Published on January 16th, 2014 | by Emily Corbett0
Bored Robots Learning to Look Around
By Jake Fountain, University of Newcastle
This student took part in the 2012/13 AMSI Vacation Research Scholarship program. For more information on this years program please click here
Without looking away from this page, visualise your surroundings. If you are human, you will probably find this easy to do. As you arrived at wherever you may be right now, you likely observed your surroundings without even thinking about it. You developed an image in your head about where things are around you, allowing you to navigate with confidence.
This ability to remember where we are in our environment is actually quite sophisticated, and, as it turns out, robots have a lot of trouble with it. Robots which play soccer must be able to figure out where they are on the field, where the ball is and which end of the field is their end. In order to keep track of this information they must use a camera to measure the positions of objects. But robots which have human-like vision cannot see all objects at once due to a limited field of view. So which objects should the robot look at to get the most information?
To solve this problem we used a technique called reinforcement learning. This involves the robot learning the best action to take by humans giving it rewards. Think of it like training a dog. If a dog follows the command ‘sit’, we give the dog a treat so that the dog knows that sitting down when it hears the associated sound yields a reward. Similarly, if the robot can figure out where it is on the soccer field, we reward it, and the robot will learn take actions to maximise this reward in the long term by choosing objects to look at.

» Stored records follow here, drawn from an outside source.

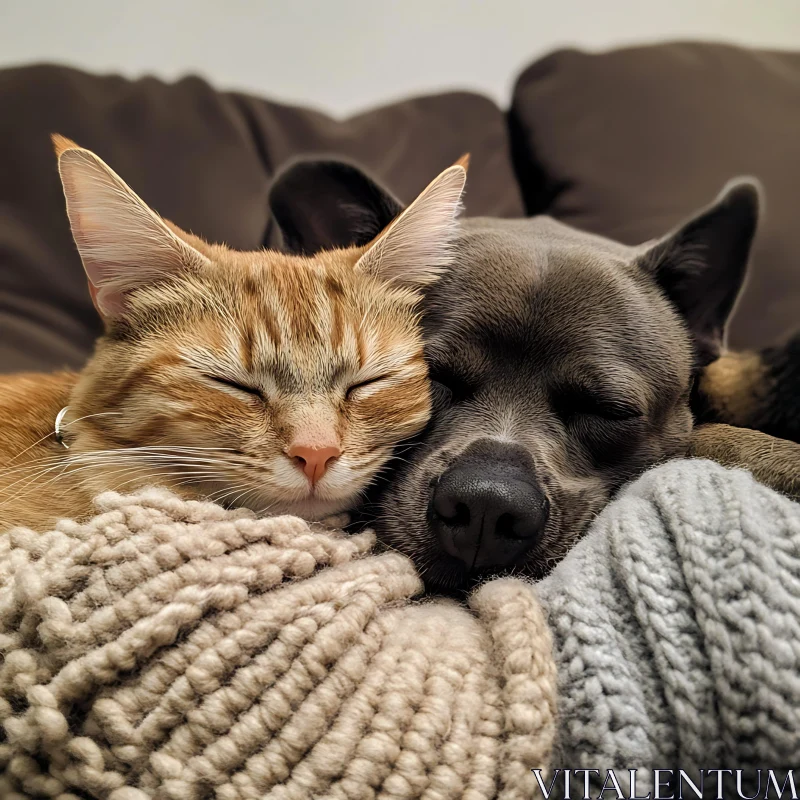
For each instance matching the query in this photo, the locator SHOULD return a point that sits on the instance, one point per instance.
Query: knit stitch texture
(172, 649)
(676, 626)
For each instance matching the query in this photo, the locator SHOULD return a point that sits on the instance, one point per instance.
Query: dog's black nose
(488, 515)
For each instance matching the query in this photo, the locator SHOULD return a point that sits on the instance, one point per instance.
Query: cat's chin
(312, 508)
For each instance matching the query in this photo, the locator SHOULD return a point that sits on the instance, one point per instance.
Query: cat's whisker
(53, 433)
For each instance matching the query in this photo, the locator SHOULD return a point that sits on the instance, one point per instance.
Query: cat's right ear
(319, 205)
(123, 244)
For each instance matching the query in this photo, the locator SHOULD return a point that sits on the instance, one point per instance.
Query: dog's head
(562, 366)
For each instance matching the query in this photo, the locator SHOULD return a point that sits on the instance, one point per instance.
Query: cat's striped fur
(215, 362)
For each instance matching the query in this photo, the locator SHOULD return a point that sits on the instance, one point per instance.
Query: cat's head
(277, 382)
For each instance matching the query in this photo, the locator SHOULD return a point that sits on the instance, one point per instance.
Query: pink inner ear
(107, 303)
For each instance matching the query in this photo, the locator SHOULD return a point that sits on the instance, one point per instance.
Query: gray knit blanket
(172, 649)
(677, 628)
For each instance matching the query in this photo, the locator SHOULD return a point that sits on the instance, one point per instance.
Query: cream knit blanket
(172, 649)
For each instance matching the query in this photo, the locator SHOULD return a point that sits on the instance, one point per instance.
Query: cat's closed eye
(239, 387)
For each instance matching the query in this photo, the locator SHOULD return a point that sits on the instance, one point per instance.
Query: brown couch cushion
(203, 159)
(627, 143)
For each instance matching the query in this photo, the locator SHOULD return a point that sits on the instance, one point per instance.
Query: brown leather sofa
(624, 143)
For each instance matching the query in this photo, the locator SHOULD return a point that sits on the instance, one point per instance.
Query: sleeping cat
(280, 383)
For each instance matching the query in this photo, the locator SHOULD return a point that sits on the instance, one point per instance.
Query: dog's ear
(702, 265)
(324, 204)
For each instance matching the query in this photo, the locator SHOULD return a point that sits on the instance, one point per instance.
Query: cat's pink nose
(314, 461)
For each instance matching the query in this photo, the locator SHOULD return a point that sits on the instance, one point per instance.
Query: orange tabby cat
(276, 382)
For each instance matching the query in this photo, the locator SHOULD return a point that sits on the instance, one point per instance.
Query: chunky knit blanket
(172, 649)
(676, 627)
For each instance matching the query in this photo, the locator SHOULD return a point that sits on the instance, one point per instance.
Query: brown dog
(563, 366)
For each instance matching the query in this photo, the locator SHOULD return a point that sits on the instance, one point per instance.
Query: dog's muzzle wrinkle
(488, 509)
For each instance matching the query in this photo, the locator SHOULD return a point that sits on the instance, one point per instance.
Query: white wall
(345, 55)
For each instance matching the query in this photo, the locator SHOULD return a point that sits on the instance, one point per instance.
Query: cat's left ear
(417, 246)
(123, 244)
(701, 266)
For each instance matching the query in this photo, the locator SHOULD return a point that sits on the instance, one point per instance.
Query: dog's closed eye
(574, 403)
(450, 386)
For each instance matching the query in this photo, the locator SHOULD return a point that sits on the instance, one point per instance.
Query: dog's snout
(488, 514)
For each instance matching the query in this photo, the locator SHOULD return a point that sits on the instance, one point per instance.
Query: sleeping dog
(563, 365)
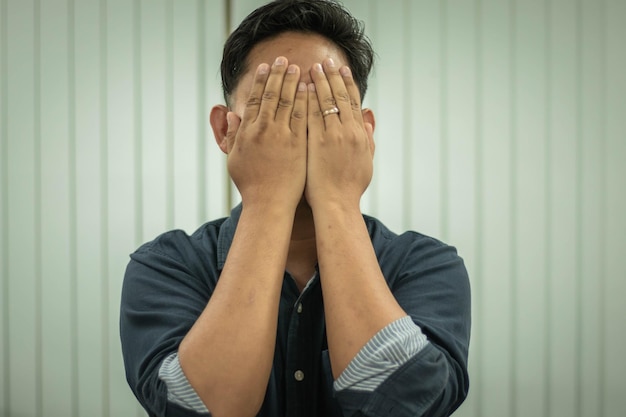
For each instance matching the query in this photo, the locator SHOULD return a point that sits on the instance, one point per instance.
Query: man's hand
(340, 145)
(267, 149)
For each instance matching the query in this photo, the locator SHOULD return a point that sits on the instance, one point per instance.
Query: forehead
(301, 49)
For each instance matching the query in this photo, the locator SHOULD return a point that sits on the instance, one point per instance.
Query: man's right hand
(267, 149)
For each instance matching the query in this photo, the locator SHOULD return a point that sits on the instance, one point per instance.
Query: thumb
(233, 126)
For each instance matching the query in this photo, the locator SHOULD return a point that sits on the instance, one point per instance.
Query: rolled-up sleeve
(431, 284)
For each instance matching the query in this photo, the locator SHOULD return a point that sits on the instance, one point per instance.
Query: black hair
(327, 18)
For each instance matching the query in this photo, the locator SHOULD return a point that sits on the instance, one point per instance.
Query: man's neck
(302, 256)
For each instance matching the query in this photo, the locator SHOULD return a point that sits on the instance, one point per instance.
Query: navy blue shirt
(170, 280)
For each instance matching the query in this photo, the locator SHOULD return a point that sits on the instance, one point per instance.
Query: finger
(288, 94)
(324, 94)
(338, 89)
(353, 92)
(253, 104)
(315, 122)
(299, 113)
(271, 94)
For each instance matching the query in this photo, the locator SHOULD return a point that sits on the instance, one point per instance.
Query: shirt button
(298, 375)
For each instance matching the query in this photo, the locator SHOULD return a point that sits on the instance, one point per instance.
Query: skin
(301, 176)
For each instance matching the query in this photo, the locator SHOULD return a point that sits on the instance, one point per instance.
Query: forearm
(357, 300)
(227, 355)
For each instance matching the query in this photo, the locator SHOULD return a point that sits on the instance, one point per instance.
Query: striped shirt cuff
(179, 390)
(387, 351)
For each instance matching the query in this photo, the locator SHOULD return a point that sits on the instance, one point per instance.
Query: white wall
(501, 130)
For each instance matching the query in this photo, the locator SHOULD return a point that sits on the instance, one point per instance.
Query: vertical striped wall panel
(104, 144)
(500, 129)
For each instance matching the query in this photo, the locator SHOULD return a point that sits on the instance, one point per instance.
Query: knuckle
(329, 101)
(285, 102)
(298, 115)
(269, 96)
(344, 97)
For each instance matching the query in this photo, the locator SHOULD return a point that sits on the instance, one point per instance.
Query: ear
(369, 122)
(219, 123)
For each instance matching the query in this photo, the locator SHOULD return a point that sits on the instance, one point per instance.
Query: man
(297, 304)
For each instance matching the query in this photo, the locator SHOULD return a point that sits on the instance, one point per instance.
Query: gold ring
(333, 110)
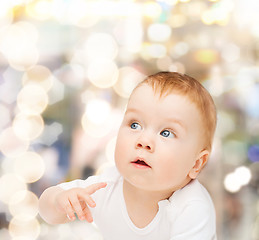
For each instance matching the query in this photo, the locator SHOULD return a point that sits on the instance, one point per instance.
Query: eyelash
(169, 130)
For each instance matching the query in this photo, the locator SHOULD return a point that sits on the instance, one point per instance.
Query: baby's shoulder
(193, 197)
(109, 175)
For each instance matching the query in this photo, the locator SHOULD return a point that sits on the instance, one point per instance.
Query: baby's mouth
(141, 163)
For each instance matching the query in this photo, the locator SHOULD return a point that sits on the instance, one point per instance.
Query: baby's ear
(199, 164)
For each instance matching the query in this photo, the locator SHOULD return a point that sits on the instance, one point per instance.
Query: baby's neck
(142, 206)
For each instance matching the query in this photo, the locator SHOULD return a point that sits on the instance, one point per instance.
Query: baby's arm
(58, 206)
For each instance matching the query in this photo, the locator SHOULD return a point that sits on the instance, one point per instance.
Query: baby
(163, 143)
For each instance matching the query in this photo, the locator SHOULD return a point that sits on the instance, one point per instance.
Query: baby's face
(159, 140)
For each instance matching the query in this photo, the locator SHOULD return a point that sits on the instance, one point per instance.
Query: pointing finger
(94, 187)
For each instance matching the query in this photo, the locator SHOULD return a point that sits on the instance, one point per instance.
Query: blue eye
(135, 126)
(167, 134)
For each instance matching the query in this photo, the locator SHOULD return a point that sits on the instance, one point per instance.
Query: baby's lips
(141, 161)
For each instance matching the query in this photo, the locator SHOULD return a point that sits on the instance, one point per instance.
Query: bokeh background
(67, 68)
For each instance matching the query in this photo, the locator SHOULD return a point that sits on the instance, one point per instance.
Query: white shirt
(187, 215)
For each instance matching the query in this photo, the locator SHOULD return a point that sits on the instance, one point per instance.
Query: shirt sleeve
(79, 183)
(195, 221)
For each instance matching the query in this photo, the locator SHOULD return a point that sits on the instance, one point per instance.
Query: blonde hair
(165, 83)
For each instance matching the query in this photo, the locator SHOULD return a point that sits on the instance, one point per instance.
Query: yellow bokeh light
(97, 110)
(30, 166)
(159, 32)
(101, 45)
(18, 45)
(206, 56)
(32, 99)
(10, 184)
(39, 75)
(24, 58)
(24, 203)
(28, 127)
(41, 10)
(24, 228)
(128, 79)
(110, 149)
(152, 10)
(95, 130)
(103, 73)
(11, 145)
(6, 13)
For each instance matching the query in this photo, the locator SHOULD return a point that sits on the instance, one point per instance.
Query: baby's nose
(146, 143)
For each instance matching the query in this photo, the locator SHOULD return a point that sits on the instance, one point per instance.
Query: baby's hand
(77, 200)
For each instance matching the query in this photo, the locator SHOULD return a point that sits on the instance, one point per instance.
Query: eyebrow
(174, 120)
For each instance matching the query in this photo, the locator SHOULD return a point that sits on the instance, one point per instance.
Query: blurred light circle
(230, 52)
(101, 45)
(164, 63)
(41, 10)
(155, 50)
(28, 127)
(151, 9)
(11, 145)
(128, 79)
(72, 75)
(24, 228)
(253, 153)
(110, 149)
(30, 31)
(206, 56)
(98, 110)
(95, 130)
(18, 45)
(10, 184)
(244, 175)
(24, 59)
(24, 203)
(39, 75)
(231, 183)
(30, 166)
(57, 91)
(103, 73)
(32, 99)
(159, 32)
(5, 116)
(12, 38)
(6, 13)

We found, however, that after we rewarded the robot for looking at, say, a goal post, it would stare at it, reaping the rewards without considering other actions may give more reward. This would cause it to lose track of the ball. To fix this problem, we implemented a motivation reward system. This involves generating an additional reward for the robot based on how ‘interesting’ an action was. The amount of interest is calculated based on how new an action is; actions which are similar, but still different, from the last action are the most interesting. So the robot would become ‘bored’ of looking at the goal post after a while and try looking at the ball, or maybe a different goal post.
The combination of looking not just for the most useful objects, but also the most interesting ones, allowed the robot to more accurately know its position while playing soccer. This gives us a little insight as to why humans may look at interesting things even though they may not be useful. Boredom causes searching for new facts about our environment, while maintaining information about old facts.